Greg Irwin was born in Eau Claire, Wisconsin. He was raised in a musical family. Greg majored in music at the University of Wisconsin, Theater at the University of Minnesota, and after moving to Honolulu, he enrolled at the University of Hawaii, where he received a BA in Japanese. While living in Hawaii, Greg received many offers to visit Japan and finally he decided to follow his heart to the land of the Rising Sun. When he arrived in Tokyo, he was fascinated when he first heard traditional Japanese Songs known as "Doyo." He soon began translating them and writing English lyrics for the beautiful melodies that brought tears to his eyes.
The next year he was asked to perform the songs at a New York-Tokyo, Sister City Concert at Lincoln Center in New York City. The concert was sold out and the audience cheered to hear the Japanese songs performed in English. This was the beginning of Greg Irwin's career as a Doyo messenger. Today, he feels that it is his "life work" to remind the Japanese people of their musical heritage and to spread that message to the world.
Greg Irwin Profile
Greg Irwin is an American Singer-Songwriter, Voice Actor, and Master of Ceremonies, currently based in Tokyo. He is known as in Japan as the Modern Day Messenger of Traditional Japanese Songs. Greg has translated and written English lyrics for over 100 Japanese songs. His silky baritone voice can be heard in a wide range of media and venues.
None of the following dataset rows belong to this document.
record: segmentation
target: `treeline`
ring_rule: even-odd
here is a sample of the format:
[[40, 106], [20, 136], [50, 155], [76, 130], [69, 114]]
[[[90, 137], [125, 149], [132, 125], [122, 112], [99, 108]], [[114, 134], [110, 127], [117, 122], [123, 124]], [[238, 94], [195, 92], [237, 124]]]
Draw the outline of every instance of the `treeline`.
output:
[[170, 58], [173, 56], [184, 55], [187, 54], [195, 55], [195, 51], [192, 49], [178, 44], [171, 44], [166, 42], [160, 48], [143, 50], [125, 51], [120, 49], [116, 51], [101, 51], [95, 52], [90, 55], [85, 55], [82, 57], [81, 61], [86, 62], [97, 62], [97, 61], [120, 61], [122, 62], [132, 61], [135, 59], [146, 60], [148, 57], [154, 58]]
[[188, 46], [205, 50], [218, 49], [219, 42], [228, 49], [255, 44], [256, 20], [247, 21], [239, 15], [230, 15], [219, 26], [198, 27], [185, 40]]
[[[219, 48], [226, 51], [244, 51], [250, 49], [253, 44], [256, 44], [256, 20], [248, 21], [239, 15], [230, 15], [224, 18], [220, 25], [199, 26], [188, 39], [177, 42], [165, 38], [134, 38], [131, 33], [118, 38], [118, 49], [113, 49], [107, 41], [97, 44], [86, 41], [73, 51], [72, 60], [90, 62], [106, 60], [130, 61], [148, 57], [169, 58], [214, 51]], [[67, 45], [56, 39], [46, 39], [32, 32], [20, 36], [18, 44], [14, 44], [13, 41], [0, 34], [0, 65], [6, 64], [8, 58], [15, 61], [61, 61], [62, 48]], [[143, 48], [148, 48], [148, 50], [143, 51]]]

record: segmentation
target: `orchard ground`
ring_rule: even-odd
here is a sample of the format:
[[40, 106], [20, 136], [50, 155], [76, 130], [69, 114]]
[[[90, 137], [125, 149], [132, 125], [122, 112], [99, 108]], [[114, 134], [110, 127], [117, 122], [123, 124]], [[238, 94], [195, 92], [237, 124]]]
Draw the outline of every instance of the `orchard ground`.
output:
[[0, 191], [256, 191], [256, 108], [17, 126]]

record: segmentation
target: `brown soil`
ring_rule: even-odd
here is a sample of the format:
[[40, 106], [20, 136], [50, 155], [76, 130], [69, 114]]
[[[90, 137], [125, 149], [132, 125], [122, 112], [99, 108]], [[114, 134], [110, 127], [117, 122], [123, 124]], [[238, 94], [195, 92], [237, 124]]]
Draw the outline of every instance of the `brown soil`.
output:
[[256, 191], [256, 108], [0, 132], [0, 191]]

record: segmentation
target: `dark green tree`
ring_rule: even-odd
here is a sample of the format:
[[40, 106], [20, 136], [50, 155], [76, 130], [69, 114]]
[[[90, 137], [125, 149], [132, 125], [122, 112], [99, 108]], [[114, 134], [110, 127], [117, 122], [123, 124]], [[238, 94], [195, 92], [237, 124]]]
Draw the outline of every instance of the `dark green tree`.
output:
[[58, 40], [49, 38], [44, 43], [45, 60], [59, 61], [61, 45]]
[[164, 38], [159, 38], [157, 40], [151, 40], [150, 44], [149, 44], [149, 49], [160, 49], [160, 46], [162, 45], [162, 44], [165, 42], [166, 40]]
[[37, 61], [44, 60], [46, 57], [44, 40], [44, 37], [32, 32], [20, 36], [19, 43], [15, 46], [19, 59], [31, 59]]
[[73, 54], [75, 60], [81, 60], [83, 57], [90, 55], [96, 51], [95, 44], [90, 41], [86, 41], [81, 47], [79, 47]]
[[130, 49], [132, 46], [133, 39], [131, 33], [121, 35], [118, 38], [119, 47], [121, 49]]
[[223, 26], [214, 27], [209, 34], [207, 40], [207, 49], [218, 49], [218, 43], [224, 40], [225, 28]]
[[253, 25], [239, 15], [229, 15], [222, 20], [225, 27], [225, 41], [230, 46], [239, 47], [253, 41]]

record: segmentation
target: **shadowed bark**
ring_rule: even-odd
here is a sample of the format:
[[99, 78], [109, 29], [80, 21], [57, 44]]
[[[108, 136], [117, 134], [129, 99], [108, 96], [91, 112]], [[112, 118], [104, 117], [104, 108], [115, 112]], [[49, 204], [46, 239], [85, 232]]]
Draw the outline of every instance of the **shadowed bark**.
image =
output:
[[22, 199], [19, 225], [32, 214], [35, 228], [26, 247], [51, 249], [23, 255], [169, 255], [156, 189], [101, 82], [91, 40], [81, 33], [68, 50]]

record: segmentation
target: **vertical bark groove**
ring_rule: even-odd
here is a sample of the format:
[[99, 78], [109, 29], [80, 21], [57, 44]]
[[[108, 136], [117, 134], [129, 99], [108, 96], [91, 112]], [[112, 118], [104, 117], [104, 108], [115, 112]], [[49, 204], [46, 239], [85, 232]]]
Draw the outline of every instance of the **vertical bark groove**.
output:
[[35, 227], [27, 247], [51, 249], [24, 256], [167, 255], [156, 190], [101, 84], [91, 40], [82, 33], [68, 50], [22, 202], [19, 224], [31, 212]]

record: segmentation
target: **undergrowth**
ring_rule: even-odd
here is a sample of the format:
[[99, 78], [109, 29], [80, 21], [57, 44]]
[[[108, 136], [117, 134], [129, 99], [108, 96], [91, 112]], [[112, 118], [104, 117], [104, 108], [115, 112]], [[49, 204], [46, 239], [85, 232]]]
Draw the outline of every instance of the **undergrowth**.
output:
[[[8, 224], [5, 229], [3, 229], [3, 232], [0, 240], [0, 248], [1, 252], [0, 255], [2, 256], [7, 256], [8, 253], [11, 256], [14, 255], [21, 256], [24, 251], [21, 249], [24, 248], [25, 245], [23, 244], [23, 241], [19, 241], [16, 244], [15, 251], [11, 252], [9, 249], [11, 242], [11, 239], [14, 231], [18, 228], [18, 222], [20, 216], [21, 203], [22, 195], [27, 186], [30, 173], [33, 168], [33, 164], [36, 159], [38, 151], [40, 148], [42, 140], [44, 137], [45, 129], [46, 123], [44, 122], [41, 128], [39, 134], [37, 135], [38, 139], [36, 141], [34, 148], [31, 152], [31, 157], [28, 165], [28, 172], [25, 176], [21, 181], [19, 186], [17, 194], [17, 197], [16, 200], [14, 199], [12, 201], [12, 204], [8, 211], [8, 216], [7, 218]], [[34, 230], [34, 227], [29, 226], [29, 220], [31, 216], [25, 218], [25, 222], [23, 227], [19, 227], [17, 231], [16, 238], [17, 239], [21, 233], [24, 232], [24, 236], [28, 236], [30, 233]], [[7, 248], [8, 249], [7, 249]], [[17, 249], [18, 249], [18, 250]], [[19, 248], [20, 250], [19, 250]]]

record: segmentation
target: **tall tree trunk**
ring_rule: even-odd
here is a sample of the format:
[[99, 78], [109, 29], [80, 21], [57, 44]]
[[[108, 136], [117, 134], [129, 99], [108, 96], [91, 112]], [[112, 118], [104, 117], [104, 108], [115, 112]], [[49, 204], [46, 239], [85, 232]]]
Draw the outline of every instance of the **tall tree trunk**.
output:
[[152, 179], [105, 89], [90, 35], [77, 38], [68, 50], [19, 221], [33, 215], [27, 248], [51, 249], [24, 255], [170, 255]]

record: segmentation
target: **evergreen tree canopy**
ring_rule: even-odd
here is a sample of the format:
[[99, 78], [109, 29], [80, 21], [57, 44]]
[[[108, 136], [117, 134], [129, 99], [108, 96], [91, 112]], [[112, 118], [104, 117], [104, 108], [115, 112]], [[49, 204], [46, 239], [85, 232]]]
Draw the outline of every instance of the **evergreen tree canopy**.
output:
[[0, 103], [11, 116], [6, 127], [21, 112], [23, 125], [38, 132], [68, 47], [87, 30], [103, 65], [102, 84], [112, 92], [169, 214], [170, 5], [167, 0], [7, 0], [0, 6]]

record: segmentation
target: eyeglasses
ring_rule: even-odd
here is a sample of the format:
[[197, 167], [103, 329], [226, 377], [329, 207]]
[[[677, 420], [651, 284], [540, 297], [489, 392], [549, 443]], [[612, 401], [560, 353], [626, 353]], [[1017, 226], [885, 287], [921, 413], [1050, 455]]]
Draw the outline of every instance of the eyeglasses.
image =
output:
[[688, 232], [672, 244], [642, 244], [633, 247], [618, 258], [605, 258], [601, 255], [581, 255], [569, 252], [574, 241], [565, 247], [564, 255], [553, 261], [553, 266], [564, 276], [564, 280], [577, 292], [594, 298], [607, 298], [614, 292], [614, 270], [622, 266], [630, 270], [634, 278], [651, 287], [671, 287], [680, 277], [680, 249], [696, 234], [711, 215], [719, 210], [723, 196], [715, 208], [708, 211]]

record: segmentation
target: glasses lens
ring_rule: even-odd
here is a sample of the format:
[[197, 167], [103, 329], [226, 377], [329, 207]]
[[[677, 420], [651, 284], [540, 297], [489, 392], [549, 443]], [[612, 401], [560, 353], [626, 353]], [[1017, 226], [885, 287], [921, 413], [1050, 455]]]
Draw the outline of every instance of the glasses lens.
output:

A diverse entertainer, Greg performs concerts throughout Japan, appears on TV and Radio, and works regulaly as a Narrator and Bilingual MC for a wide variety of events. The work closest to his heart however, is his role as the Messenger of Traditional Japanese Songs known as "Doyo." He was awarded the first ever Japan Doyo Culture Prize. His release from Akua Music, "Gentle Heart" was warmly received in Japan, where critics called it "healing and moving." Greg has appeared in many American and Japanese productions including the stage productions of the popular NHK programs, "O Edo de Gozaru" and the musical "Nodojiman." His translations are featured in several Japanese Junior and Senior High School Textbooks. His latest CD Book, "Japanese Children's Songs" was recently released in Japan by Random House/Kodansha.